The Loomis Institute was chartered in 1874 by five siblings who had lost all their children and selflessly determined to found a school as a gift to the children of others. Since its opening in 1914, the school has offered educational opportunities for students regardless of gender, religious or political beliefs, national origin, or financial resources. Our students welcome the challenges of Loomis Chaffee's academic program, embrace opportunities to explore and pursue individual academic, athletics, artistic, and personal interests, and thrive in a community where their peers and faculty share a commitment to the best self and the common good.
The Founding
The founding of The Loomis Institute is a story of vision, generosity, and purpose springing from tragedy. Colonel James Loomis and Abigail Sherwood Chaffee, both of Windsor, married in 1805. By the early 1870s, their five remaining children — Osbert, James, John, Hezekiah, and Abigail — had experienced both the successes and the sadness of life. They had made their fortunes in the world, traveled, married, and had children, but all of the children in all five families had died before reaching the age of 21. Their grief found expression through an extraordinary act of trust and selfless generosity in the founding of a school for “all persons of the age of twelve years and upwards to twenty.” In July of 1874, freshly scribed Connecticut charter in hand, the direct descendants of Mr. Joseph Loomis could pursue in earnest their quest to commemorate and fulfill the promise of their deceased children by educating future generations. Forty years later in 1914, the school opened its doors to 39 boys and 13 girls.

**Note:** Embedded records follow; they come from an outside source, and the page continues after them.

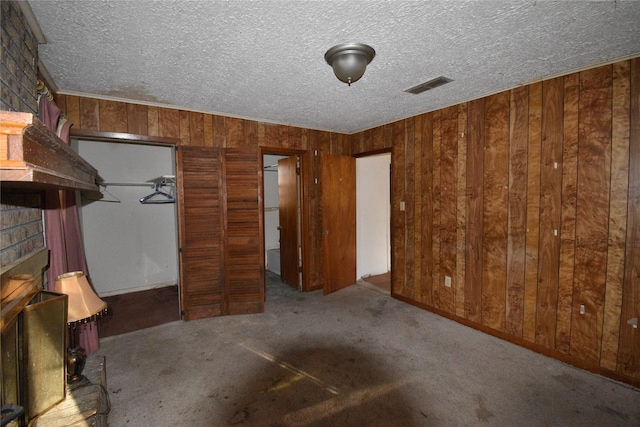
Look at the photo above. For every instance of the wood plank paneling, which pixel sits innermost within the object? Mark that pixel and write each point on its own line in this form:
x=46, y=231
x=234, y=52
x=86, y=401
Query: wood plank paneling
x=461, y=211
x=473, y=248
x=89, y=114
x=448, y=200
x=169, y=123
x=435, y=251
x=397, y=216
x=414, y=133
x=568, y=227
x=72, y=109
x=153, y=121
x=196, y=129
x=592, y=198
x=533, y=212
x=410, y=213
x=550, y=211
x=594, y=182
x=234, y=132
x=629, y=349
x=112, y=116
x=137, y=119
x=426, y=205
x=496, y=199
x=207, y=123
x=184, y=129
x=517, y=214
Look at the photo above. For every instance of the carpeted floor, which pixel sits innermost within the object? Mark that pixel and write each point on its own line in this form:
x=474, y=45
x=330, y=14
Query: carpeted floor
x=356, y=357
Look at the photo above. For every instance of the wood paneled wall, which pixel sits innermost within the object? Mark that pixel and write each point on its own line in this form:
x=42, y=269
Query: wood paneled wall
x=529, y=201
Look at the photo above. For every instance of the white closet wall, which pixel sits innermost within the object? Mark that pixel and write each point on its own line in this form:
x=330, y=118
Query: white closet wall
x=129, y=246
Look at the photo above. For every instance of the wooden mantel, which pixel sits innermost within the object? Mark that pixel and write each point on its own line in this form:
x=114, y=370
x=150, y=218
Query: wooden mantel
x=34, y=157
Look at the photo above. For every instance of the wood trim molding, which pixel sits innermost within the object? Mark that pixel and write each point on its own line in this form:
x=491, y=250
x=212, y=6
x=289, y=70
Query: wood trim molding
x=122, y=137
x=34, y=157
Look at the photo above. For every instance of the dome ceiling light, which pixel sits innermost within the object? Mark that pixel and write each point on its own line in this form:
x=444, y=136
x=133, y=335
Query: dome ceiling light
x=349, y=60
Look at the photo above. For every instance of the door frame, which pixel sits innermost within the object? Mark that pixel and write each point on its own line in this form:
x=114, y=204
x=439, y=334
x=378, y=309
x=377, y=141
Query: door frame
x=157, y=141
x=391, y=199
x=304, y=207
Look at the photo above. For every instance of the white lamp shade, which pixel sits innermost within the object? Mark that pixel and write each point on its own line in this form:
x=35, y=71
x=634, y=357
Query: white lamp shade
x=83, y=301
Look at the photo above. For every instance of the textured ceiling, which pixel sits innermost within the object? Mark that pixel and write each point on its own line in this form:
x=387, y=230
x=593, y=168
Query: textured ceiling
x=264, y=60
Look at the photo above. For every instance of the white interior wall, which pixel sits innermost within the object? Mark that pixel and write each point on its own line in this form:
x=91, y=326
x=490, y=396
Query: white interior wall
x=373, y=215
x=129, y=246
x=271, y=213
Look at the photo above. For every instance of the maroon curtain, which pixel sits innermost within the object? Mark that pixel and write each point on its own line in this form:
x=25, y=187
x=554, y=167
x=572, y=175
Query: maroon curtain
x=62, y=226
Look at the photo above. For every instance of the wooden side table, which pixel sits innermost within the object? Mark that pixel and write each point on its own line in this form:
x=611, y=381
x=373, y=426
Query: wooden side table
x=86, y=403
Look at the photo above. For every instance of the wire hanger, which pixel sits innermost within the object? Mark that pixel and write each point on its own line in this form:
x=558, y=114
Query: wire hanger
x=162, y=197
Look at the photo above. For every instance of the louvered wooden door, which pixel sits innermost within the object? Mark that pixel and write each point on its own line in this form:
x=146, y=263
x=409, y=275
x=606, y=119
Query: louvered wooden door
x=200, y=222
x=220, y=263
x=243, y=253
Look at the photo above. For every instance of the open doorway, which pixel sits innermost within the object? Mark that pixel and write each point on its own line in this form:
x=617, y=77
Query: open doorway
x=373, y=220
x=282, y=218
x=131, y=247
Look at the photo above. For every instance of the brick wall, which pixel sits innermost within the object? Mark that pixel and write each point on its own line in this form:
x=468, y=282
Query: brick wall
x=20, y=225
x=20, y=212
x=19, y=61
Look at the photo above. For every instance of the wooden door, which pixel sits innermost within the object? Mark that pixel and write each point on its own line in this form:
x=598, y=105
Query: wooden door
x=221, y=266
x=288, y=213
x=200, y=222
x=338, y=207
x=243, y=245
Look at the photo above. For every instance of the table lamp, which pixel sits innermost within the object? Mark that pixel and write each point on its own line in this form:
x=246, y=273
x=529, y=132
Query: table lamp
x=83, y=306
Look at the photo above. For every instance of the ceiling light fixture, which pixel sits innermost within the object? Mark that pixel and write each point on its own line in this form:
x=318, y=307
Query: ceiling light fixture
x=349, y=60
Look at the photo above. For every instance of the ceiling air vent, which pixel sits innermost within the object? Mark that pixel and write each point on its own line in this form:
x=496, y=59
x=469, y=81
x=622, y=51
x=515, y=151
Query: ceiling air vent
x=423, y=87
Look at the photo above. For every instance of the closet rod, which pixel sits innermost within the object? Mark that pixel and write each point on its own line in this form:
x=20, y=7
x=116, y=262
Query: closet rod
x=127, y=184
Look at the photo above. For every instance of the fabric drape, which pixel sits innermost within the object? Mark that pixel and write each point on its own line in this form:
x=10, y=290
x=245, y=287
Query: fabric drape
x=62, y=226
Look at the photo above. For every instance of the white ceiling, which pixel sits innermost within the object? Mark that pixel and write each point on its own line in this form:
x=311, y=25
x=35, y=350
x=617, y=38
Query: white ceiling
x=264, y=60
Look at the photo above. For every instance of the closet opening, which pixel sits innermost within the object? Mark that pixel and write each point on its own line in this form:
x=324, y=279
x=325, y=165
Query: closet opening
x=282, y=214
x=130, y=233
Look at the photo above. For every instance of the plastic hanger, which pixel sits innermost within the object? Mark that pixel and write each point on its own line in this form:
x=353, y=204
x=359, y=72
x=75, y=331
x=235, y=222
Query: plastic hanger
x=157, y=197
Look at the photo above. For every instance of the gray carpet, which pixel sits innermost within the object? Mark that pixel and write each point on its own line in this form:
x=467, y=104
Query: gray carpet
x=353, y=358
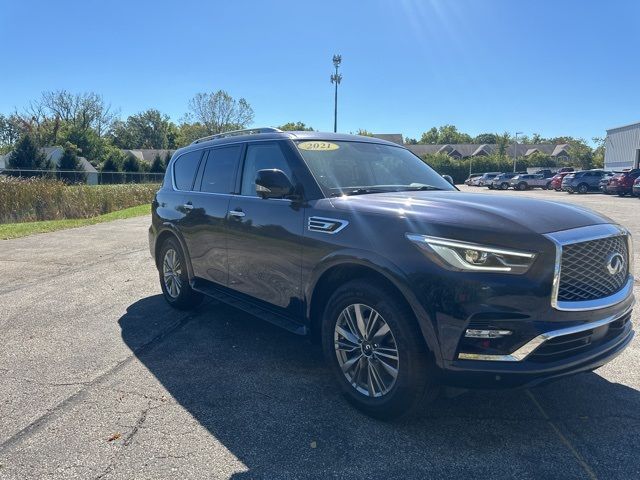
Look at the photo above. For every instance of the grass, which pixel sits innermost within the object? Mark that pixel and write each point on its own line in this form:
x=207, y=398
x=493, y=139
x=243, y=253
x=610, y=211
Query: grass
x=15, y=230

Since its inception, the school has adhered to and honored its Founders’ wishes: to foster a lifelong zeal for learning through a rigorous and diverse curriculum and to instill an abiding respect for others predicated on the egalitarian notion that neither religion, sex, geographical origin, nor financial standing will preclude a student from enrolling in the school.
Our First Century
Through its first twelve years, the school educated both boys and girls, but in 1926 the girls moved to the historic Windsor center and the new campus of The Chaffee School to enable the faculty to focus on girls’ educational issues. For more than four decades, both schools enjoyed considerable success, even adhering to the Founders’ aspiration to remain tuition-free as long as the seed endowment allowed them to do so. In 1970, social and pedagogical opportunities reunited the two schools on the Island campus and a few years later to the formation of The Loomis Chaffee School. Capitalizing on the larger and coeducational student body, the school initiated significant curricular revisions by augmenting its already demanding core requirements with a broad range of electives in art, music, philosophy, religion, and physical education.
Weathering the societal tumult and economic stagnancy of the 1970s, the school realized significant growth from the mid-1980s to today, enjoying a seven-fold growth in its endowment; a similarly exponential growth in the amount of financial aid awarded each year; an expansion of the faculty, now approximately 180 in number; and a doubling of the physical plant through the addition of several new dormitories, a visual arts center, a music center, a center for theater and dance, an admission building, and an athletics center.